Microsoft finally stops bothering you to upgrade to Windows 10

Get Windows 10 app and related bloat finally ditched from Windows 7/8.1

Remember the Get Windows 10 (GWX) app? The one that constantly prodded Windows 7/8.1 users to upgrade to the newest OS? Well, it's finally been removed by Microsoft.

And about time too, you might rightly think – after all, didn't the free upgrade to Windows 10 offer expire at the end of July, almost two months ago now? Indeed it did, and while you might not have heard from GWX since, the program – and related nagging software – has still been sat on your PC.
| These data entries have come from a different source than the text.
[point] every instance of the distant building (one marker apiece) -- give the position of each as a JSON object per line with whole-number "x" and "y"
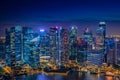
{"x": 14, "y": 52}
{"x": 30, "y": 47}
{"x": 54, "y": 45}
{"x": 2, "y": 48}
{"x": 110, "y": 51}
{"x": 100, "y": 40}
{"x": 20, "y": 47}
{"x": 81, "y": 51}
{"x": 44, "y": 45}
{"x": 64, "y": 38}
{"x": 73, "y": 43}
{"x": 117, "y": 51}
Until now that is, because Microsoft has released an update which 'removes software related to the Windows 10 free upgrade offer'. And you can get it via Windows Update, unsurprisingly – you'll find it under optional updates, where it's labelled KB3184143 (although as ever the description given is just a vague bit of 'this resolves issues in Windows' patter).
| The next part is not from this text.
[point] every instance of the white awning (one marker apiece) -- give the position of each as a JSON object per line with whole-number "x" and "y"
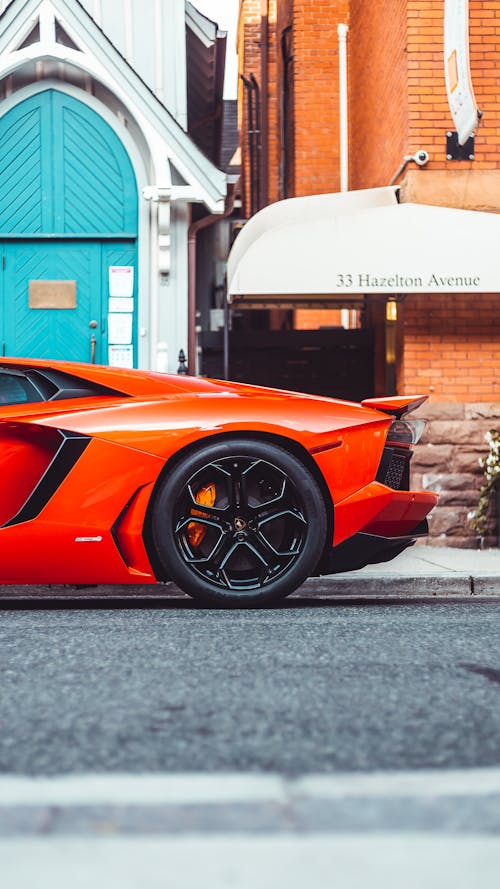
{"x": 337, "y": 248}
The full description is given in the relevant Microsoft Knowledge Base article here, which actually shows that this gets rid of a number of pieces of software aside from GWX.

GWX's little helpers

So as well as dumping the Get Windows 10 app, it also removes 'Windows 8.1 OOBE modifications to reserve Windows 10' (along with an update for that piece of software), and the 'Windows 8.1 and Windows 7 SP1 end of free upgrade offer notification'. Along with a few other bits and pieces such as 'Internet Explorer 11 capabilities to upgrade Windows 8.1 and Windows 7'.
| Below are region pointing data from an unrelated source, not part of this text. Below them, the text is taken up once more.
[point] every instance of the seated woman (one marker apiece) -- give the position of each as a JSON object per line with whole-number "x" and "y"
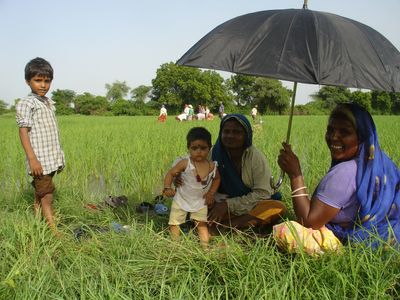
{"x": 244, "y": 196}
{"x": 356, "y": 201}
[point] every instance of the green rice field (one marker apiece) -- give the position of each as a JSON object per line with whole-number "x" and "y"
{"x": 129, "y": 156}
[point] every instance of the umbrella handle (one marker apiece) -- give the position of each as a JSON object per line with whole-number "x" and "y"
{"x": 276, "y": 185}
Which shows you just how serious Microsoft was about pushing Windows 10 over the course of the free offer. If you didn't already realize that from the amount of times the upgrade nag box popped up, and the controversial measures the company sometimes used when trying to get people to switch to its latest OS. Including the sort of tactics usually employed by spammers.

At any rate, this marks the official end of the GWX matter. We hope – because the bullheaded app had a habit of coming back when you uninstalled it via third-party solutions. We presume this won't be the case when you remove the thing via the official channels, though.